We recently adopted a new puppy,
adorable, energetic, and full of less-than-desirable puppy habits.
Her first week, the moment I would open her playpen,
she would bolt down the stairs,
ignoring every command or voice in her path,
laser-focused on getting outside.
Not surprisingly, when she got there, she found a closed door.
[What do you know – all the people with thumbs, still upstairs.]
She’d sit there, staring out the frosted glass,
waiting for, I assume, the door to open itself.
So I’d wait, walk downstairs, gently pick her up,
carry her back up the stairs,
and plop her in her playpen again,
doing my best to avoid her sullen glare.
[We actually have a sound effect for the “plop”, that’s how often it happened]

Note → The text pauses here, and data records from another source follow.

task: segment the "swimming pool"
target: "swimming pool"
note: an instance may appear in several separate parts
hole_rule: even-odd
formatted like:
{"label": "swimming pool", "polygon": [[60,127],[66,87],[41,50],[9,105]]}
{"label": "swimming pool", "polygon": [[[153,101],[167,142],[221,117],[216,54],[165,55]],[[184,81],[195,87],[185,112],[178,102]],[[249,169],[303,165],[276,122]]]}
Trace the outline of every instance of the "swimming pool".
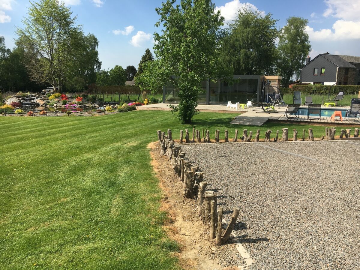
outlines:
{"label": "swimming pool", "polygon": [[[309,109],[306,108],[300,108],[299,109],[299,110],[297,111],[297,114],[298,115],[307,115],[307,111]],[[343,109],[322,109],[321,110],[321,116],[323,117],[331,117],[333,114],[334,114],[334,112],[336,111],[339,111],[341,112],[341,115],[343,117],[345,117],[346,114],[346,110]],[[310,116],[315,116],[316,114],[313,114],[311,113],[310,114]]]}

After a week of this, the pattern changed.
She learned to wait,
To pause until someone opened the door.
I bring this up because we, as strategists, do the same thing.
We get a request, a proposal, an idea.
Our playpen opens, and we sprint wildly down the stairs.
Same path, same momentum, same instinct,
Without scanning the environment.
Without understanding the situation.
Without checking the best way to open the door.
And when we get plopped back in the playpen,
we wonder what went wrong.
So before we rush into our strategies, remember to pause.
Survey the landscape, verify the data we’re working with,
Determine our opportunities and threats,
And who we might need to help open the door.
Otherwise, it shouldn’t be surprise
when we end up staring through frosted glass,
waiting to go back to where we started.